Marcus also taps into his early years on the road as an audio engineer, as well as his audio-visual installation experience, to serve at End Slavery Tennessee and The Village Chapel.
A twenty-year resident of Nashville, Marcus assists his wife Jenn with their social media and content marketing business, Mixtus Media (when he’s not chasing their four-year-old son Isaac around).
Chris Cohen’s goals are to be a strong, confident, courageous, loving man who walks with Christ every day, which motivates his service with End Slavery Tennessee. He’s from South Bend Indiana where he was bred to bleed green; he says he is the biggest Notre Dame fan in Tennessee! Chris moved here when he was 6, graduated from Hillsboro high school, then went to College at Western Kentucky University. When he graduated from WKU in 2006, he moved back down to Tennessee and now lives in Hendersonville.
Chris works for Liberty Mutual Group and loves helping people. He first learned about human trafficking locally at a benefit concert a few years ago and God has been leading him to further his involvement with End Slavery Tennessee ever since.
Bucky Elliott is an Army brat, husband, dad, and full-time digital media producer who serves as an End Slavery TN community educator and group leader for Franklin/Spring Hill. He has led teams in raising awareness about human trafficking in Williamson and Maury counties since May 2010 through literature and poster distribution, movie screenings, public awareness presentations, and other events. In cooperation with the Spring Hill police department, his team has also provided training for citizens and law enforcement officers.
Scott Hardesty is an End Slavery Community Educator, Volunteer Group Leader Liaison, and has been leading the Nashville Volunteer Group since 2010. He received his bachelor’s degree from Trevecca Nazarene University and MDIV from Vanderbilt University. Scott joined End Slavery TN because of their holistic approach to ending slavery in our state and hopes that the model we are creating can be replicated in other cities, states, and countries to end modern day slavery.
Sandra Mohr studies Child Life at Tennessee Technological University. She has worked with children of all ages through-out the last four years and her passion for children spills over into her passion for anti-human trafficking work. Sandra hopes for a day when all children will have the opportunity to experience a safe and playful childhood. She believes that if people will come together in love, the innocent can be set free.

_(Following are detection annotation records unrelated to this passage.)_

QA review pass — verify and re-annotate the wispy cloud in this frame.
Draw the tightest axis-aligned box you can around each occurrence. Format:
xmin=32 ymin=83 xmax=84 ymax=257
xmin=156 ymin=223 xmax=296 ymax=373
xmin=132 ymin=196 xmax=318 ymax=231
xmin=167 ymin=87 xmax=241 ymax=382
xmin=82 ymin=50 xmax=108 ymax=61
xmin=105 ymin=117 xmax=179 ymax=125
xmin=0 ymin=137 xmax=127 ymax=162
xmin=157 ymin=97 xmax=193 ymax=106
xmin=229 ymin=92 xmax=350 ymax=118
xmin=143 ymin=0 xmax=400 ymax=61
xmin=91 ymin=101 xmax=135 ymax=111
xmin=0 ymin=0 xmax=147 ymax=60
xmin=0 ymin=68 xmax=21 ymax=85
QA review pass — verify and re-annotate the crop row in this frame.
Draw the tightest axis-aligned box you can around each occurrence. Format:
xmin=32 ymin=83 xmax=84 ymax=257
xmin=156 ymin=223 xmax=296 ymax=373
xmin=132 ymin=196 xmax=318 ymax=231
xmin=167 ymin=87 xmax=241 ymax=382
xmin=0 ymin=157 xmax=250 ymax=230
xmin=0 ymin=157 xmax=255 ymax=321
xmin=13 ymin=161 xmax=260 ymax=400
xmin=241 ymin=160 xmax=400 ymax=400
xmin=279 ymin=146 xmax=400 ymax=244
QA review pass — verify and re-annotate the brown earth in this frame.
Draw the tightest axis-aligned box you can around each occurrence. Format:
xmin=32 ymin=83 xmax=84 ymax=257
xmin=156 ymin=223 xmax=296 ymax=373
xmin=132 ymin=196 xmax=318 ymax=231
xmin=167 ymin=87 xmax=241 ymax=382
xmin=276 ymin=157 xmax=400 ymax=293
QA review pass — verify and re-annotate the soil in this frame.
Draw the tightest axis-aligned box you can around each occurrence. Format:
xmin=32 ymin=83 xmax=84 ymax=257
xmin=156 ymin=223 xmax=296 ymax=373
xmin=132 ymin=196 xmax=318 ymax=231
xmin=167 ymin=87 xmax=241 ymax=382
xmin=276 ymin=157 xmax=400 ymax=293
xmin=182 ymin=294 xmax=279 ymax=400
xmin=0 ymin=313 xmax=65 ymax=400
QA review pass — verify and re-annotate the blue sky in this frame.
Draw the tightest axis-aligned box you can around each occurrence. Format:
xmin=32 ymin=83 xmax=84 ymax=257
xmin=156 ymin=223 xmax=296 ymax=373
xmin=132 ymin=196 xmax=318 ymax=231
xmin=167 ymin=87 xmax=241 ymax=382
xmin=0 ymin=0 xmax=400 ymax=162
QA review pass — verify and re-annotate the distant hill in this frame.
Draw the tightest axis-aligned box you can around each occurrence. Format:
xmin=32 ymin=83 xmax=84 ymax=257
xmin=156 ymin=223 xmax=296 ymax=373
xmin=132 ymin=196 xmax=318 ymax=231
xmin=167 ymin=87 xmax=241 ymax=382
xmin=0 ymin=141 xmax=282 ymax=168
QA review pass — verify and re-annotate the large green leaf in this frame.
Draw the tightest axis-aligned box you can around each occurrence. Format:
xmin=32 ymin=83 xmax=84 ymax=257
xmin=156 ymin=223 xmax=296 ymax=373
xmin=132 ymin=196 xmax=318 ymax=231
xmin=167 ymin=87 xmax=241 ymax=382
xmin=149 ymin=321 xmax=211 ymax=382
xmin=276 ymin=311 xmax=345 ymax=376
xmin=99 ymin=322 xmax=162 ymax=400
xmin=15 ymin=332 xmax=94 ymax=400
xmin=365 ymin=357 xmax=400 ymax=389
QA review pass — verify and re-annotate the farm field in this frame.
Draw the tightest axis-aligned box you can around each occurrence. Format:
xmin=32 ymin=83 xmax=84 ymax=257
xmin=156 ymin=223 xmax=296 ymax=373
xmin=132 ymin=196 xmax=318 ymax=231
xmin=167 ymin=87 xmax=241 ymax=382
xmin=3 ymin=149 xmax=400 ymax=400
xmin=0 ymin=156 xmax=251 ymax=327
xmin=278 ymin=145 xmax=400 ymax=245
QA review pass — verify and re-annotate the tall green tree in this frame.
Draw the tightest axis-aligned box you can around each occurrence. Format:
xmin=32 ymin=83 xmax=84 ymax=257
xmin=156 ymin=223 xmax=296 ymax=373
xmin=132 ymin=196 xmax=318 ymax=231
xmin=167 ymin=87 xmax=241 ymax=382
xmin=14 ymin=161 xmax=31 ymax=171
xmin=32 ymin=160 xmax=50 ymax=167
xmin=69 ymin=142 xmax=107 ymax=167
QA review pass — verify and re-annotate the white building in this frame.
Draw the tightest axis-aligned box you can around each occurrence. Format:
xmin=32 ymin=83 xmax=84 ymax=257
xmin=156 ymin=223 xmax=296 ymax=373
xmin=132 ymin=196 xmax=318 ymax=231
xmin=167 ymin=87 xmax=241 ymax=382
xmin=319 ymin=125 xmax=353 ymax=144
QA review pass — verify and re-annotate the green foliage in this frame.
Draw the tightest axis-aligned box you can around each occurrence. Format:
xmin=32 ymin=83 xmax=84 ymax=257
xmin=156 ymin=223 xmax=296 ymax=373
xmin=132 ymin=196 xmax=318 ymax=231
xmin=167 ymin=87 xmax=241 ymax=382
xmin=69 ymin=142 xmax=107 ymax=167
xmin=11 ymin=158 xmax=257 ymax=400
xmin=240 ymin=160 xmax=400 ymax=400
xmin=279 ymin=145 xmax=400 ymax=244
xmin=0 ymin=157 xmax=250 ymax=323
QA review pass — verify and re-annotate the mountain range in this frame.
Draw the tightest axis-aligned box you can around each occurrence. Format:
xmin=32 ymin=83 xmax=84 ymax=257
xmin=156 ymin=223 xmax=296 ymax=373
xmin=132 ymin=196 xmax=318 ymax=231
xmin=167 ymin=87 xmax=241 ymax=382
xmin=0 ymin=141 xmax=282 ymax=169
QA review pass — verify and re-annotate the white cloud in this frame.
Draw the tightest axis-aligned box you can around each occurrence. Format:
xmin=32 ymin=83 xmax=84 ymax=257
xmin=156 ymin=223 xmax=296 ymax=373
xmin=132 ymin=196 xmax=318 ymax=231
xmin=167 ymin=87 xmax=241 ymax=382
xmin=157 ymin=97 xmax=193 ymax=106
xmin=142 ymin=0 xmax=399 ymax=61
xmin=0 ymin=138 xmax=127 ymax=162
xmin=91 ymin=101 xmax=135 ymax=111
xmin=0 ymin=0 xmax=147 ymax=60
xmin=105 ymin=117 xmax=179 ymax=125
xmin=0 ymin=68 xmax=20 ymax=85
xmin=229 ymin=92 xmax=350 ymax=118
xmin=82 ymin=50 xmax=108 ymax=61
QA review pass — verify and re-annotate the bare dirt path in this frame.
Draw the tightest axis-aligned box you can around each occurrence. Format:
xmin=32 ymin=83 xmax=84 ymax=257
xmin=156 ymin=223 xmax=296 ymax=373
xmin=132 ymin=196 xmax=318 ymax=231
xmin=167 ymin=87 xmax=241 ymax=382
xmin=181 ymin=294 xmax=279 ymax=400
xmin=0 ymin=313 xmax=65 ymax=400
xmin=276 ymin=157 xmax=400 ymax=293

Dana’s passion as a nurse is to educate medical professionals about Human Trafficking. She recognizes that these healthcare workers have a high chance of encountering victims and that it is therefore vital for them to know the red flags that enable them to recognize victims and get appropriate help. Dana is a Community Educator for ESTN as well as the Murfreesboro volunteer group leader.
Dana is currently employed as the Executive Director of the Rutherford County Health Department. She’s worked in public health and community education for more than 15 years. She has bachelor’s degrees in Nursing and Public Health from Western Kentucky University as well as a Public Health Leadership certificate from University of TN. Dana lives in Murfreesboro with her husband Steven.
Teresa Yoder is leader of West Central ESTN Group. She has a passion and desire to see survivors be restored into new lives with brand new beginnings. She also feels it is very important to create awareness in each community to avoid seeing young vulnerable people lured into such tragic situations.
Teresa is a homeschooling mother of 5, two which have graduated. Teresa and her 2 daughters run their own small soap and body care business. She also manages their small homestead with her husband of 19 years in rural Tennessee.